Federal commission urges limit to children's monthly SSI benefit

April 22, 1995|By John B. O'Donnell | John B. O'Donnell,Sun Staff Writer

A federal commission investigating a troubled children's disability program decided yesterday to recommend a limit on the monthly cash benefit a family can collect and to take up the question of whether the program should be removed from the Social Security Administration.

With its chairman pressing for decisions in time to influence welfare legislation now moving through Congress, the commission, meeting in Baltimore, started working its way through a list of policy options even before concluding a series of hearings it had planned to hold.

Jim Slattery, the chairman, said he expects the Senate Finance Committee to begin writing its version of a welfare bill next month. He warned the commission that it has to have its recommendations ready by mid-May if it wants to be relevant. Created by Congress, the commission originally was given a deadline of Nov. 30 to complete its work.

The House adopted sweeping welfare legislation last month that includes substantial cuts in Supplemental Security Income (SSI), $25 billion program paying up to $458 a month, plus a state supplement in some states, to 6.3 million disabled and aged poor people.

Recipients include 900,000 children who receive some $4.5 billion annually. The rolls have tripled since 1989 as Congress and the courts expanded eligibility standards.

A series in The Sun in January outlined a number of problems in the children's program.

The series told the story of a Louisiana family of two adults and seven children, all nine of whom have been declared disabled as the result of mental problems.

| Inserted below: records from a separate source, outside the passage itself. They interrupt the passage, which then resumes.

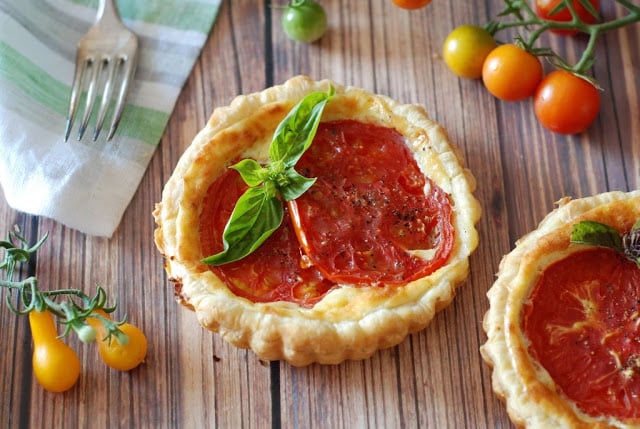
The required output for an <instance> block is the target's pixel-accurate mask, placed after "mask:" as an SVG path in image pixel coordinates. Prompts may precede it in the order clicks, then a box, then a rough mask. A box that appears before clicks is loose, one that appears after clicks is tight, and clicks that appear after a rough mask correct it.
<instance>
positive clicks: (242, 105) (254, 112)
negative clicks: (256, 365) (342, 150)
mask: <svg viewBox="0 0 640 429" xmlns="http://www.w3.org/2000/svg"><path fill="white" fill-rule="evenodd" d="M329 84H330V82H329V81H320V82H316V81H314V80H312V79H310V78H308V77H303V76H298V77H295V78H292V79H290V80H288V81H287V82H286V83H284V84H283V85H279V86H275V87H272V88H269V89H266V90H264V91H262V92H259V93H254V94H250V95H243V96H238V97H237V98H236V99H234V100H233V102H232V103H231V104H230V106H228V107H221V108H218V109H216V110H215V111H214V113H213V115H212V116H211V118H210V120H209V121H208V123H207V125H206V126H205V128H204V129H203V130H202V131H200V133H199V134H198V135H197V136H196V137H195V139H194V141H193V143H192V144H191V145H190V146H189V148H188V149H187V150H186V151H185V153H184V154H183V156H182V157H181V159H180V161H179V162H178V164H177V166H176V168H175V171H174V173H173V175H172V176H171V178H170V179H169V181H168V182H167V184H166V186H165V188H164V191H163V195H162V201H161V202H160V203H159V204H157V206H156V209H155V210H154V217H155V220H156V223H157V229H156V232H155V242H156V245H157V247H158V249H159V250H160V251H161V252H162V254H163V255H164V257H165V258H166V264H165V268H166V271H167V273H168V275H169V277H170V279H171V280H172V281H174V282H175V283H176V295H177V297H178V299H179V300H180V302H181V303H182V304H184V305H185V306H188V307H189V308H191V309H192V310H194V311H195V313H196V315H197V318H198V320H199V322H200V323H201V324H202V325H203V326H204V327H206V328H208V329H210V330H212V331H214V332H217V333H219V334H220V335H221V336H222V337H223V338H224V339H225V340H227V341H229V342H230V343H232V344H234V345H236V346H237V347H241V348H250V349H251V350H253V351H254V352H255V353H256V354H257V355H258V356H259V357H260V358H262V359H267V360H280V359H283V360H286V361H288V362H290V363H291V364H293V365H296V366H300V365H307V364H310V363H312V362H319V363H327V364H335V363H339V362H341V361H343V360H346V359H363V358H366V357H369V356H370V355H371V354H373V353H374V352H375V351H376V350H378V349H381V348H385V347H390V346H393V345H396V344H398V343H399V342H400V341H401V340H402V339H403V338H405V337H406V336H407V335H408V334H409V333H412V332H415V331H417V330H419V329H422V328H424V327H425V326H427V325H428V323H429V322H430V321H431V319H432V318H433V316H434V314H435V313H436V312H437V311H438V310H440V309H441V308H443V307H445V306H446V305H448V304H449V303H450V302H451V300H452V299H453V296H454V293H455V287H456V286H457V285H458V284H459V283H460V282H462V281H463V280H464V279H465V278H466V276H467V274H468V257H469V255H470V254H471V252H472V251H473V250H474V249H475V247H476V246H477V242H478V237H477V232H476V229H475V223H476V222H477V220H478V218H479V216H480V207H479V204H478V202H477V201H476V199H475V198H474V197H473V195H472V192H473V190H474V188H475V181H474V178H473V176H472V175H471V174H470V172H469V171H468V170H467V169H465V168H464V167H463V163H462V160H461V157H460V154H459V152H458V151H457V150H456V149H455V147H454V146H453V145H451V144H450V143H449V142H448V140H447V137H446V134H445V132H444V130H443V129H442V128H441V127H440V126H438V125H437V124H436V123H434V122H433V121H431V120H430V119H429V117H428V116H427V114H426V112H425V111H424V109H423V108H422V107H420V106H417V105H401V104H399V103H397V102H395V101H393V100H391V99H389V98H387V97H384V96H380V95H373V94H370V93H368V92H366V91H363V90H361V89H357V88H352V87H344V86H341V85H338V84H336V83H333V82H332V83H331V84H332V85H333V86H334V87H335V89H336V95H335V97H334V98H333V99H332V100H331V101H330V102H329V103H328V104H327V105H326V107H325V110H324V114H323V121H329V120H336V119H355V120H358V121H362V122H367V123H373V124H377V125H382V126H386V127H393V128H395V129H396V130H398V131H399V132H400V133H401V134H403V135H404V136H406V137H407V141H408V145H409V147H410V148H411V150H412V151H413V152H414V153H415V158H416V160H417V163H418V165H419V167H420V169H421V170H422V171H423V172H424V174H425V175H426V176H428V177H430V178H431V179H432V180H434V181H435V182H436V184H438V185H439V186H440V187H441V188H442V189H443V190H444V191H445V192H447V194H449V196H450V200H451V203H452V207H453V210H454V215H453V222H454V224H455V243H454V247H453V251H452V253H451V255H450V257H449V259H448V263H447V264H446V266H445V267H443V268H441V269H439V270H437V271H436V272H434V273H433V274H432V275H430V276H428V277H426V278H422V279H419V280H416V281H413V282H411V283H410V284H407V285H406V286H402V287H349V285H341V287H339V288H336V289H334V290H332V291H331V292H329V293H328V294H327V295H326V296H324V297H323V299H322V300H321V301H320V302H318V303H317V304H315V305H314V306H313V307H311V308H303V307H300V306H298V305H296V304H292V303H288V302H272V303H253V302H250V301H249V300H247V299H244V298H240V297H237V296H236V295H234V294H233V293H231V292H230V291H229V289H228V288H227V287H226V286H225V285H224V283H223V282H222V281H221V280H220V279H219V278H218V277H217V276H216V275H215V274H214V273H213V272H212V271H211V270H210V269H209V267H208V266H207V265H205V264H203V263H202V262H201V259H202V258H203V257H204V256H206V255H203V254H202V250H201V245H200V238H199V228H198V225H199V216H200V208H201V205H202V202H203V198H204V196H205V194H206V192H207V189H208V188H209V186H210V185H211V183H212V182H213V181H215V179H216V178H217V177H218V176H219V175H221V174H222V172H223V171H224V170H225V169H226V168H227V167H228V166H229V164H230V162H231V161H232V160H235V159H238V158H240V157H251V158H254V159H256V160H266V159H267V154H268V147H269V143H270V142H271V138H272V136H273V132H274V131H275V128H276V126H277V125H278V123H279V122H280V121H281V120H282V119H283V118H284V116H285V115H286V114H287V113H288V112H289V110H290V109H291V108H292V107H293V106H294V105H295V104H296V103H297V102H298V101H300V100H301V99H302V98H303V97H304V96H305V95H306V94H308V93H310V92H313V91H319V90H320V91H326V90H327V89H328V87H329Z"/></svg>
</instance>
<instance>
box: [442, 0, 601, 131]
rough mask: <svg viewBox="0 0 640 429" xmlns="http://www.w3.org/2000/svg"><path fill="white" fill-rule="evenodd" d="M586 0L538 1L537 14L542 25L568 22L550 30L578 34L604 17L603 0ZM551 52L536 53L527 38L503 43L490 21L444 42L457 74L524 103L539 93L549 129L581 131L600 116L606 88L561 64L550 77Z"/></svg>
mask: <svg viewBox="0 0 640 429" xmlns="http://www.w3.org/2000/svg"><path fill="white" fill-rule="evenodd" d="M585 1H586V0H571V4H570V6H569V4H568V3H566V2H563V1H562V0H536V2H535V13H536V14H537V15H538V18H539V19H540V21H539V23H544V22H546V21H556V22H562V23H567V25H566V28H561V27H555V28H554V27H549V28H550V30H549V31H551V32H553V33H556V34H558V35H561V36H574V35H576V34H578V33H579V32H580V31H584V28H587V27H585V26H589V25H590V24H592V23H594V22H596V20H597V19H598V16H599V2H598V0H588V1H589V5H590V7H589V8H587V7H585V6H584V4H585ZM569 7H571V8H572V9H573V10H572V11H570V10H569ZM574 16H575V17H574ZM571 22H579V23H581V26H582V30H578V29H576V28H572V27H571V25H570V23H571ZM493 30H494V31H495V30H496V28H495V27H494V29H493ZM544 31H546V30H544ZM547 52H548V51H544V50H539V51H536V50H535V49H533V48H532V47H531V46H527V44H526V41H525V40H523V39H517V40H516V42H515V43H505V44H498V42H497V41H496V39H495V38H494V36H493V34H492V31H491V26H489V25H488V26H486V27H479V26H475V25H462V26H460V27H457V28H456V29H454V30H453V31H452V32H451V33H450V34H449V35H448V36H447V38H446V40H445V42H444V45H443V58H444V61H445V63H446V64H447V66H448V67H449V69H450V70H451V71H452V72H454V73H455V74H456V75H458V76H460V77H463V78H468V79H479V78H481V79H482V82H483V83H484V85H485V87H486V89H487V90H488V91H489V92H490V93H491V94H492V95H494V96H495V97H497V98H499V99H501V100H505V101H521V100H525V99H529V98H531V97H533V107H534V111H535V114H536V117H537V118H538V121H539V122H540V123H541V124H542V125H543V126H544V127H545V128H547V129H549V130H551V131H552V132H555V133H559V134H576V133H580V132H582V131H584V130H586V129H587V128H588V127H589V126H590V125H591V124H592V123H593V122H594V120H595V119H596V117H597V116H598V113H599V111H600V89H599V88H598V87H597V84H596V83H595V81H593V80H591V79H589V78H588V77H586V76H585V75H583V74H582V73H579V72H578V73H576V72H574V71H573V70H571V69H570V67H568V66H566V67H564V68H562V67H561V68H556V69H554V70H553V71H551V72H550V73H549V74H547V75H546V76H545V75H544V68H543V65H542V62H541V61H540V56H544V55H546V54H547ZM590 65H591V64H586V66H587V67H588V66H590Z"/></svg>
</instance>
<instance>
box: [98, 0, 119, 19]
mask: <svg viewBox="0 0 640 429" xmlns="http://www.w3.org/2000/svg"><path fill="white" fill-rule="evenodd" d="M103 18H107V19H115V20H116V21H120V14H119V13H118V7H117V6H116V2H115V0H100V4H99V6H98V17H97V20H98V21H100V20H101V19H103Z"/></svg>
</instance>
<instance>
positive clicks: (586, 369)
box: [523, 248, 640, 419]
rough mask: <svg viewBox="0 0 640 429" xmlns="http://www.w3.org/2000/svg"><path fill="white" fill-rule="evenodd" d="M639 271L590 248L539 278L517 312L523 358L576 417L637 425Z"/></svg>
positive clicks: (606, 252) (627, 263)
mask: <svg viewBox="0 0 640 429" xmlns="http://www.w3.org/2000/svg"><path fill="white" fill-rule="evenodd" d="M639 326H640V269H638V267H637V265H636V264H635V263H633V262H631V261H629V260H627V259H626V258H625V257H624V256H622V255H621V254H619V253H617V252H615V251H613V250H610V249H605V248H593V249H589V250H585V251H581V252H578V253H574V254H572V255H571V256H569V257H567V258H565V259H563V260H561V261H558V262H556V263H555V264H553V265H551V266H549V267H547V268H546V269H545V270H544V273H543V274H542V276H541V278H540V280H539V281H538V282H537V284H536V286H535V289H534V291H533V293H532V296H531V300H530V302H529V303H528V304H527V305H526V306H525V307H524V311H523V329H524V332H525V334H526V336H527V337H528V339H529V340H530V353H531V355H532V356H533V357H534V358H536V359H537V360H538V361H539V362H540V364H542V366H543V367H544V368H545V369H546V370H547V372H548V373H549V374H550V375H551V377H552V378H553V380H554V381H555V383H556V385H557V386H558V387H559V388H560V389H561V390H562V392H564V394H565V395H566V396H567V397H568V398H570V399H571V400H573V401H574V402H575V403H576V405H577V406H578V407H579V408H581V409H582V410H583V411H584V412H586V413H587V414H589V415H592V416H612V417H615V418H618V419H634V418H639V417H640V333H639V330H638V327H639Z"/></svg>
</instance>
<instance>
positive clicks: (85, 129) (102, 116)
mask: <svg viewBox="0 0 640 429" xmlns="http://www.w3.org/2000/svg"><path fill="white" fill-rule="evenodd" d="M137 56H138V38H137V36H136V35H135V34H134V33H133V32H131V31H130V30H129V29H128V28H127V27H125V26H124V24H122V21H121V20H120V16H119V15H118V10H117V8H116V5H115V2H114V0H100V5H99V7H98V17H97V19H96V23H95V24H94V25H93V26H92V27H91V28H90V29H89V31H87V33H86V34H85V35H84V36H82V38H81V39H80V43H78V52H77V55H76V69H75V74H74V77H73V85H72V88H71V98H70V100H69V114H68V115H67V127H66V131H65V133H64V140H65V141H67V140H68V139H69V135H70V134H71V128H72V127H73V122H74V120H75V117H76V112H77V110H78V105H79V104H80V98H81V95H82V94H83V93H84V92H85V90H86V94H87V95H86V101H85V103H84V112H83V114H82V121H81V123H80V127H79V129H78V140H81V139H82V137H83V136H84V134H85V131H86V129H87V125H88V124H89V120H90V118H92V116H93V115H94V112H93V109H94V105H95V104H96V101H97V98H98V94H100V97H99V98H100V108H99V110H98V113H97V116H96V125H95V128H94V130H93V140H94V141H95V140H97V139H98V136H99V135H100V131H101V130H102V125H103V124H104V121H105V118H106V117H107V113H108V112H109V111H110V110H111V105H112V98H113V94H114V92H117V98H116V101H115V106H114V108H113V113H112V117H111V126H110V127H109V134H108V135H107V140H111V138H112V137H113V135H114V133H115V131H116V128H118V124H119V123H120V118H121V116H122V111H123V110H124V101H125V97H126V95H127V90H128V88H129V82H130V81H131V79H132V78H133V73H134V72H135V68H136V65H137V64H136V63H137Z"/></svg>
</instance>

The family receives nearly $47,000 a year in tax-free payments, plus Medicaid coverage for their health care.

Social Security said last year that there are some households that receive as much as $60,000 a year in SSI benefits.

Critics have complained that children with marginal mental or behavioral problems win benefits and that some parents coach their children to behave badly or perform poorly in school in order to get what are widely known as "crazy checks."

The House decided last month to tighten eligibility criteria by overturning a 1990 Supreme Court decision, known as Zebley, and to drop from the rolls nearly a quarter-million children who won benefits through a subjective analysis required by that ruling. It also decided to eliminate cash payments for most of the children added to the rolls in the future. Instead, they would receive goods and services aimed at coping with their disabilities.

Commission members have made it clear that they think the House proposals are too drastic. The 15 policy options offered by Mr. Slattery, a former Democratic congressman from Kansas, include consideration of some of the House proposals, including elimination of the individual assessment required by the Zebley decision.

But there seemed to be little if any sentiment among commission members for eliminating the cash payments.

They did agree to limit the benefits that a family can collect "so that payments do not rise significantly above poverty guidelines," but delayed working out details.

They also decided to impose on the Social Security Administration a requirement to review every two years the cases of children whose conditions could be expected to improve sufficiently so they overcome their disability.

And, said Mr. Slattery, the commission has to decide "who in the world is ultimately going to administer this program."

Created 60 years ago as part of Franklin D. Roosevelt's New Deal, Social Security was set up to administer a relatively simple program to send retirement checks to people who had "earned" them by paying payroll taxes. Congress added a program for disabled workers 21 years later.In 1972, it created SSI, a welfare program, and handed it to Social Security. Since then, the Woodlawn agency has been plagued with problems administering the complex, rapidly growing program, particularly the children's portion.

Suggesting one reason for the agency's problems, Dr. Mark L. Wolraich, director of Vanderbilt University's child development center, described what he called a "major flaw" in the program. He testified that the children's program has a different focus than the adult program. The adult program focuses on ability to vTC work while the children's program centers on the burden that a child's disability places on the family -- the justification for giving cash to the parents.